KEY POINTS:
Contractors about to start upgrading and sealing the last metalled section of State Highway 1 in New Zealand expect work to take at least three years over the 19km distance between Cape Reinga and Waitiki Landing.
A dawn hura whenua (soil turning ceremony) at Cape Reinga has marked the start of a $14.5 million project to seal the dusty, twisting highway to and from the iconic location.
Contractors United Civil Construction will be employing some local contractors and will offer employment to local people.
Training schemes for young people may also be set up.
Sealing the highway is likely to mean a reversal of a policy by rental car companies not to insure their cars if they are driven on the existing road to the Cape.
Tour operators will benefit from less wear and tear on big tourist coaches.
The present metalled road, formed about 50 years ago from a farm track and never designed as a state highway, has more than 100 bends and carries an estimated 1300 vehicles a day during summer.
The new road surface will eliminate choking clouds of dust, potholes and corrugations, and will result in fewer accidents, especially among foreign visitors unused to driving on metalled roads.

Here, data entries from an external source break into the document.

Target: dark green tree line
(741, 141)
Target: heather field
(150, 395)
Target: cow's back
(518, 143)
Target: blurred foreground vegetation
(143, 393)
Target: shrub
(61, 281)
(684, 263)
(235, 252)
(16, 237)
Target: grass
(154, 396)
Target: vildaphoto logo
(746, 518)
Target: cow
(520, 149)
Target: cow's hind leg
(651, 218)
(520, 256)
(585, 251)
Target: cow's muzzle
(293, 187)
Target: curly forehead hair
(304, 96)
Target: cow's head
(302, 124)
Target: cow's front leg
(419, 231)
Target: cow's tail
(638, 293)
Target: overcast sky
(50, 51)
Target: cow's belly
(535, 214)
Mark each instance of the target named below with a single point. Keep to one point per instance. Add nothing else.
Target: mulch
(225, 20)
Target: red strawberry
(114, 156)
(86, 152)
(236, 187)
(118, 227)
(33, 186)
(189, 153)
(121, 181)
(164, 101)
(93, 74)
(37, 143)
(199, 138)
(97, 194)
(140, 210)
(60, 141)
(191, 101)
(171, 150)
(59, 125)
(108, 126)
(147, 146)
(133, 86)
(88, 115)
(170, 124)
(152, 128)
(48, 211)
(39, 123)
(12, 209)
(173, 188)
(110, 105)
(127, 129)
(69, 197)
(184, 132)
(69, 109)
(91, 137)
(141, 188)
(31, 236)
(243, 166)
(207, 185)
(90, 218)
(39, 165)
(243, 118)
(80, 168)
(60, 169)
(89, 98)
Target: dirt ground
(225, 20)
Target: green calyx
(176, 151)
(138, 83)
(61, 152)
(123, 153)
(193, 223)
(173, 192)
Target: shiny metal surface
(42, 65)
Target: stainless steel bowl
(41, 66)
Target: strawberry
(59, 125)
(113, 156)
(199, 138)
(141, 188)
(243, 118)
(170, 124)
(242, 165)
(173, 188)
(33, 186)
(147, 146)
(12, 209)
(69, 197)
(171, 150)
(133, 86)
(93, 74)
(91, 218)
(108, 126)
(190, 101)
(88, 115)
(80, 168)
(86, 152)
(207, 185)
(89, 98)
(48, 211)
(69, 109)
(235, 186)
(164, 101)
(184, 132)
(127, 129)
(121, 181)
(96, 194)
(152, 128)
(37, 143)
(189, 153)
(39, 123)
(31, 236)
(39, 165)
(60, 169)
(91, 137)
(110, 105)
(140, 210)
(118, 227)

More than 150,000 plants grown locally in a nursery developed by local iwi Ngati Kuri will be used to revegetate the roadside and prevent erosion.
Seeds have been gathered from plants growing in the area to ensure they are resistant to the harsh weather, wind and soil conditions around the Cape area.
Cape Reinga, known as Te Rerenga Wairua, attracts more than 120,000 visitors a year.
Highway authority Transit NZ, which let the sealing contract, says visitor numbers are growing by about 5 per cent annually and are expected to further significantly increase when sealing is completed in mid to late 2010.
The Cape has major cultural and environmental importance for Maori who believe it to be the departure place of spirits as they make their final journey to their ancestral home of Hawaiiki.
The Department of Conservation meanwhile is developing new visitor facilities and infrastructure at Cape Reinga designed to cater for the expected increase in tourists.
Work proposed for the area includes new car parking, walking tracks, information boards, relocated and eco-friendly toilets, landscaping and replanting.